Ingestion layer
The ingestion layer mainly consists of two services: A Kinesis Data Stream, which is the consumer of the real-time logs feature of CloudFront, and a Kinesis Data Firehose Delivery Stream, which will back up the raw data in S3, and also store the data as partitioned parquet files in another S3 bucket. Both S3 buckets are part of the storage layer.
The Kinesis Data Stream (one shard in provisioned mode) provides an ingest capacity of 1 MB/second or 1,000 records/second, for a price of $0.015/hour in us-east-1, and $0.014 per 1M PUT payload units. It forwards the incoming data to the Kinesis Data Firehose Delivery Stream, whose pricing is more complex. The ingestion costs $0.029/GB, the format conversion $0.018/GB, and the dynamic partitioning $0.02/GB. That sums up to $0.067/GB ingested and written to S3, plus the S3 costs of $0.005/1k PUT object calls.

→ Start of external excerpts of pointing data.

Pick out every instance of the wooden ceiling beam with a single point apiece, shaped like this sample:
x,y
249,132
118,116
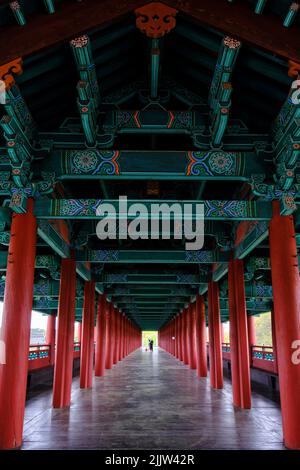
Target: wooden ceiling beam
x,y
75,18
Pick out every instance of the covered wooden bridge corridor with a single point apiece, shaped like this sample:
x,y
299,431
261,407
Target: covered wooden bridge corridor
x,y
151,401
175,103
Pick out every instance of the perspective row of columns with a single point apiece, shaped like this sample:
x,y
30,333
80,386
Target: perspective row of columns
x,y
116,336
185,335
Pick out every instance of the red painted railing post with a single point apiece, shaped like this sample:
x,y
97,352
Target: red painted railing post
x,y
193,336
109,337
63,367
87,345
215,344
274,342
286,294
251,335
15,331
239,345
50,337
201,349
101,336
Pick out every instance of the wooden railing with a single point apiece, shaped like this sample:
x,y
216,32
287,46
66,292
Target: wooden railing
x,y
76,353
226,351
262,357
39,356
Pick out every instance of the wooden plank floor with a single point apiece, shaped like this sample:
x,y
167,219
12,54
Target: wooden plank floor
x,y
151,401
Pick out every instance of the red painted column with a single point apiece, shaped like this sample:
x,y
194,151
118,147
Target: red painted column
x,y
50,336
214,328
119,335
63,367
176,336
239,345
181,321
101,336
124,336
251,335
193,336
109,337
185,338
87,345
115,336
274,342
80,332
222,333
286,294
200,327
15,331
189,335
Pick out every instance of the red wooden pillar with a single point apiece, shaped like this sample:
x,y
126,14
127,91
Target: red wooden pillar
x,y
182,336
87,345
15,331
222,333
200,327
193,363
109,337
101,336
50,337
115,335
214,327
80,332
175,336
251,335
124,335
63,368
121,335
239,345
274,343
286,294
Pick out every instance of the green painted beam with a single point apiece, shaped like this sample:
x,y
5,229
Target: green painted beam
x,y
144,278
213,209
151,256
94,163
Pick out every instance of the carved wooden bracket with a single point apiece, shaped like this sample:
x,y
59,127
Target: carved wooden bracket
x,y
155,19
294,69
7,72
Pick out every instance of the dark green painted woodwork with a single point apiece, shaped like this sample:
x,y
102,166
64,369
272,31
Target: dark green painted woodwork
x,y
236,165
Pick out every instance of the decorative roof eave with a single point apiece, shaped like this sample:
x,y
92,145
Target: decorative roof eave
x,y
42,31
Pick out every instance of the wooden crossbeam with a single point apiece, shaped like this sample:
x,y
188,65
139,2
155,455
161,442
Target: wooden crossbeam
x,y
213,209
199,165
151,256
76,18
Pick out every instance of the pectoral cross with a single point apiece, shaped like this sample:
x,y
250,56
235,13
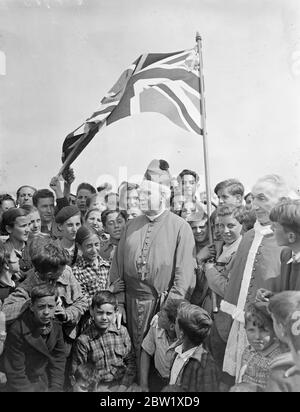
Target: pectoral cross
x,y
142,267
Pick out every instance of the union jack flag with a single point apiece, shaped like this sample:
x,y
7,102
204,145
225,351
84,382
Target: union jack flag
x,y
163,83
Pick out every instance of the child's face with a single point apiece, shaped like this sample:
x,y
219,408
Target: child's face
x,y
104,316
80,386
260,338
20,230
230,229
94,220
35,222
227,198
44,309
91,247
69,228
199,229
114,225
14,266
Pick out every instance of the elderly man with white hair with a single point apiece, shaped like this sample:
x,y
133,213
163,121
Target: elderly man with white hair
x,y
257,263
154,256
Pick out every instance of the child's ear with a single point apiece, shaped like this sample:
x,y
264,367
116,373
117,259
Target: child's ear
x,y
8,229
292,237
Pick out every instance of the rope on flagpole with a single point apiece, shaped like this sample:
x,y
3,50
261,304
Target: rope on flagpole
x,y
205,150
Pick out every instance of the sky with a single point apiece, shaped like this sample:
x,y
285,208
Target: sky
x,y
58,58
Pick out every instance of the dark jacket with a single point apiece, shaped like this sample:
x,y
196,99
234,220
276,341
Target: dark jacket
x,y
199,374
33,363
285,377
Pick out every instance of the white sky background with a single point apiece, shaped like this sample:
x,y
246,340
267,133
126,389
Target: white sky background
x,y
62,56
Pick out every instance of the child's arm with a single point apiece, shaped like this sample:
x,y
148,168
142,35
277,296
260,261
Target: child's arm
x,y
144,370
57,364
2,330
14,361
129,361
79,304
80,353
15,304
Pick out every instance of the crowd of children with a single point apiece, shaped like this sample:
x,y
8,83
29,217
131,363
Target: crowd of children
x,y
63,310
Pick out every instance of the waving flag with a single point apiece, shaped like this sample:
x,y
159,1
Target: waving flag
x,y
163,83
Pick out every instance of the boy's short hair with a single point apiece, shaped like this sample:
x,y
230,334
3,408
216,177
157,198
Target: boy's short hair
x,y
104,297
86,186
258,313
6,196
249,219
287,214
48,256
41,194
194,321
9,217
21,187
41,291
186,172
285,307
171,307
29,209
4,256
234,186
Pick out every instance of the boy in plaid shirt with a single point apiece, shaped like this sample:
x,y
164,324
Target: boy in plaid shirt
x,y
107,348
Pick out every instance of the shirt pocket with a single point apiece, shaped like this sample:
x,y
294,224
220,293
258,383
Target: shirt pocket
x,y
119,356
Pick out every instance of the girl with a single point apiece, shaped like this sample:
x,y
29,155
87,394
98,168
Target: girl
x,y
91,270
193,369
84,192
15,222
113,223
93,219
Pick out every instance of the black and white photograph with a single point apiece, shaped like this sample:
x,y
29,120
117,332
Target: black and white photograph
x,y
149,198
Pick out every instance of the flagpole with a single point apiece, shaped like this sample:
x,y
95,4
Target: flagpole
x,y
205,150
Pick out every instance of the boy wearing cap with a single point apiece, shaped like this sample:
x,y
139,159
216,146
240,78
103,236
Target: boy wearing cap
x,y
154,256
69,221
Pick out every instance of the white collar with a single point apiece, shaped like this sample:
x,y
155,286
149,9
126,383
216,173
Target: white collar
x,y
152,218
294,259
263,230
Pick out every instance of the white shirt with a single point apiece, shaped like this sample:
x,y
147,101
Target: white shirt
x,y
294,259
179,362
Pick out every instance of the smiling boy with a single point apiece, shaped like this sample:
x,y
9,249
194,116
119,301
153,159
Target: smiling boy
x,y
35,354
108,349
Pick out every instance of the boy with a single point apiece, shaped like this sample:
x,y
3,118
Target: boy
x,y
193,369
263,348
107,348
68,220
34,357
285,219
285,369
49,261
159,343
9,265
230,191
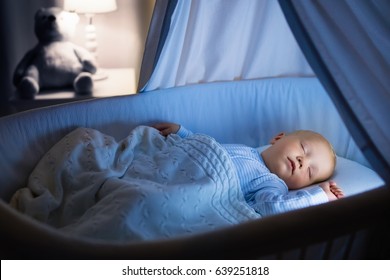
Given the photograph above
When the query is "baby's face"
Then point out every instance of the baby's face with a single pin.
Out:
(300, 159)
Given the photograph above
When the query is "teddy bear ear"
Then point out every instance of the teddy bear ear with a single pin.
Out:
(39, 12)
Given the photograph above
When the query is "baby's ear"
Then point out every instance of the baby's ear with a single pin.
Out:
(277, 137)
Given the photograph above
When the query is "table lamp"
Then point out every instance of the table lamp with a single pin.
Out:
(90, 8)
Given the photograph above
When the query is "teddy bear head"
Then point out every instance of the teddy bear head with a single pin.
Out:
(54, 24)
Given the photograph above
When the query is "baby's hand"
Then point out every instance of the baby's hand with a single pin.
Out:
(332, 190)
(167, 128)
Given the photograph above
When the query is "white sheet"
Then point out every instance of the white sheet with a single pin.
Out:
(143, 187)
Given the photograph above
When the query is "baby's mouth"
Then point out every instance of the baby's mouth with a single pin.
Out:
(292, 163)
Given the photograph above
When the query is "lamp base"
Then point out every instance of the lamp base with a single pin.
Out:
(100, 75)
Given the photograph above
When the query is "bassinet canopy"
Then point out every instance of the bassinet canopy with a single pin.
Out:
(345, 42)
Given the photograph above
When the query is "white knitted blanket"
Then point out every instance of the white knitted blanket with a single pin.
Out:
(143, 187)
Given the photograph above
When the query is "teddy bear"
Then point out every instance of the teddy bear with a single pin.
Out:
(54, 62)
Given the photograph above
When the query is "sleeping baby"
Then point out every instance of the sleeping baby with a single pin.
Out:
(292, 162)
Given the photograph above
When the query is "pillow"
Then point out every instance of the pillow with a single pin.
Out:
(354, 177)
(351, 176)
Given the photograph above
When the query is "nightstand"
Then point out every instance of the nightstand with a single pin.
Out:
(119, 81)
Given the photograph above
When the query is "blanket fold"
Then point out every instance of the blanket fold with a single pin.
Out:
(143, 187)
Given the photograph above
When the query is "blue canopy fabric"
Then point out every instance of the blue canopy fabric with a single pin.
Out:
(347, 43)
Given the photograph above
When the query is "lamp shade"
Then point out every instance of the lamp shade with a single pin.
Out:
(90, 6)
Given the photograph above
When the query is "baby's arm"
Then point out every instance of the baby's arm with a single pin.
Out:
(332, 190)
(172, 128)
(167, 128)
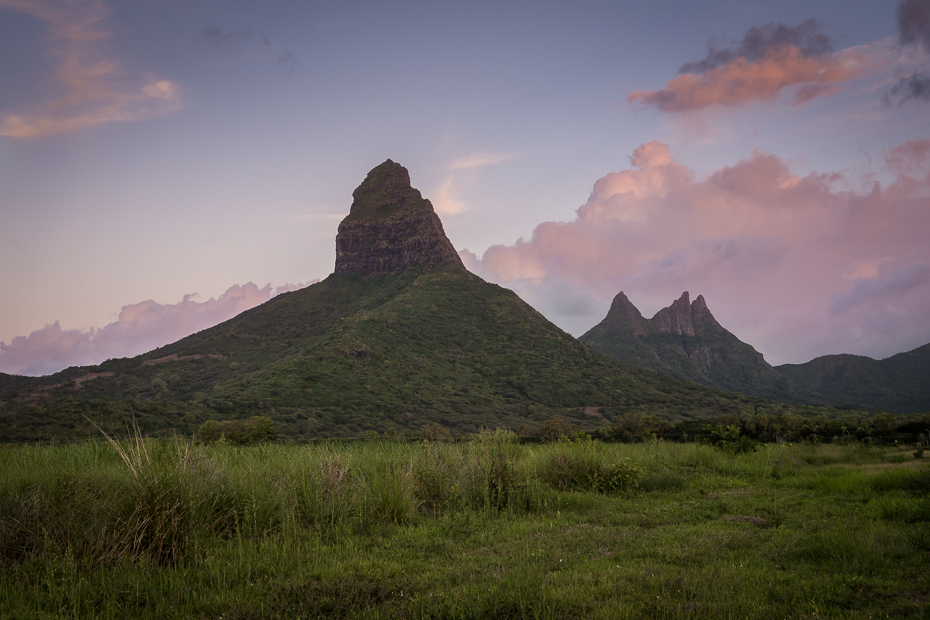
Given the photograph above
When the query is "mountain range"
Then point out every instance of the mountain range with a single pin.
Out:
(401, 335)
(685, 341)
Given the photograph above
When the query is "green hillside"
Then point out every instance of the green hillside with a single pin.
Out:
(349, 354)
(685, 341)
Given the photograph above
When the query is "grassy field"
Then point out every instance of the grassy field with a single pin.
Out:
(484, 529)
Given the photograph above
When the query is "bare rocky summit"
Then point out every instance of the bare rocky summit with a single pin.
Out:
(390, 228)
(685, 340)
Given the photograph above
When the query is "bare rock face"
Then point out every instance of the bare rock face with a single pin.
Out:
(624, 317)
(390, 228)
(676, 319)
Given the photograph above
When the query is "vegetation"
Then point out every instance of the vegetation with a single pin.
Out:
(487, 528)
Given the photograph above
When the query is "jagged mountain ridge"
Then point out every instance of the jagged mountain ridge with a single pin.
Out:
(685, 341)
(400, 335)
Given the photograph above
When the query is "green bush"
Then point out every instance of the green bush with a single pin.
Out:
(581, 465)
(255, 430)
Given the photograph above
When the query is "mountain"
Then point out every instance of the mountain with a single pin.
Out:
(900, 383)
(685, 341)
(400, 335)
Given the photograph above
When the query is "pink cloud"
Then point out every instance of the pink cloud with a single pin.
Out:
(140, 327)
(742, 81)
(95, 87)
(795, 265)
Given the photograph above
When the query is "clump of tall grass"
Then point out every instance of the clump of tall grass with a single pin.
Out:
(482, 474)
(584, 464)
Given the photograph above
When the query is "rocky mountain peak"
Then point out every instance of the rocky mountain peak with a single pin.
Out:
(676, 319)
(701, 316)
(390, 228)
(624, 316)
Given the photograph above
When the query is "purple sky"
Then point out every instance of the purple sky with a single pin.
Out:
(166, 165)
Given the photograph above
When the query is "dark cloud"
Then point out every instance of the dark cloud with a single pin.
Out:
(915, 87)
(806, 37)
(914, 23)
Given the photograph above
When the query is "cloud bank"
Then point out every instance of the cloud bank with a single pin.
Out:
(913, 21)
(796, 266)
(96, 88)
(768, 61)
(140, 328)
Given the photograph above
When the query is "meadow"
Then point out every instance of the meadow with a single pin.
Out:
(489, 528)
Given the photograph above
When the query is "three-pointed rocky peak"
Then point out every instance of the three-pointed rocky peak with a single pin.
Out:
(685, 319)
(391, 228)
(684, 340)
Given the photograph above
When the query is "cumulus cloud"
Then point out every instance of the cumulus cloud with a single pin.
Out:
(796, 265)
(140, 327)
(768, 61)
(913, 18)
(97, 88)
(758, 41)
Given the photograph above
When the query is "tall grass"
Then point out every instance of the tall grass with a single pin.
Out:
(159, 501)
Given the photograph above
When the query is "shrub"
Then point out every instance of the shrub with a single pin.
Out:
(255, 430)
(580, 465)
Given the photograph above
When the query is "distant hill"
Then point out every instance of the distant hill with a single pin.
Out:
(685, 341)
(399, 336)
(899, 383)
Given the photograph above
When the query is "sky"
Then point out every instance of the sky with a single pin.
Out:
(165, 165)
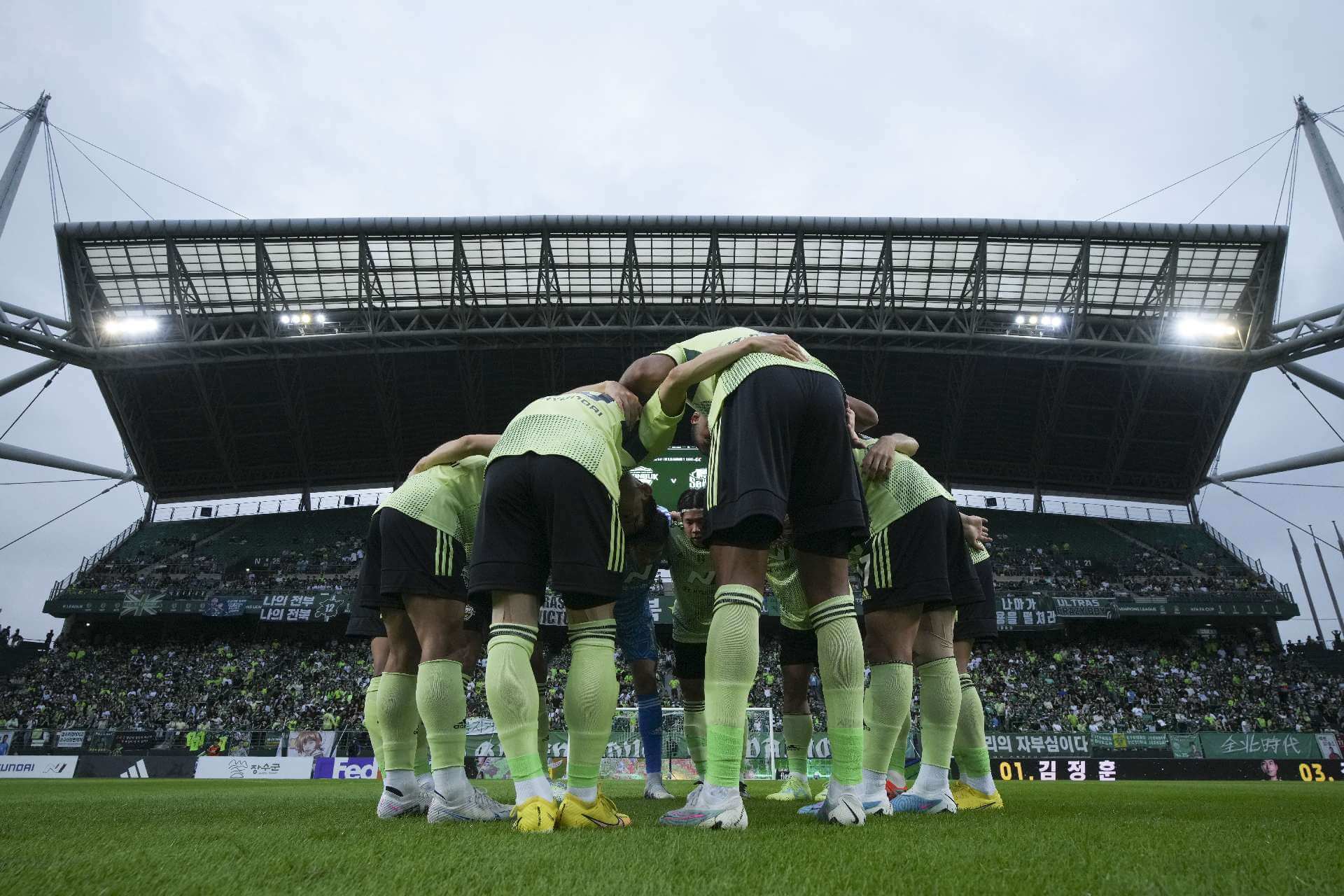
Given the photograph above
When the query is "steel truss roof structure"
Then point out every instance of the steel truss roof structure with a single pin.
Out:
(295, 355)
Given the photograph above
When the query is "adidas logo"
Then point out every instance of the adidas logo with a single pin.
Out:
(136, 771)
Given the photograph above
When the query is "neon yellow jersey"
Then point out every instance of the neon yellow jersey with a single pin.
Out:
(692, 580)
(708, 394)
(781, 573)
(588, 428)
(906, 486)
(447, 498)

The Kinesis Data Firehose Delivery Stream uses data transformation and dynamic partitioning with a Lambda function, which cleans, transforms and enriches the data so that it can be stored in S3 as parquet files with appropriate Hive partitions.
The Delivery Stream has so-called BufferingHints, which either define from which size (from 1 to 128MB) or in which interval (between 60 to 900 seconds) the data is flushed to S3. The interval defines the minimum latency at which the data gets persisted in the data lake. The Lambda function is part of the processing layer and is discussed below.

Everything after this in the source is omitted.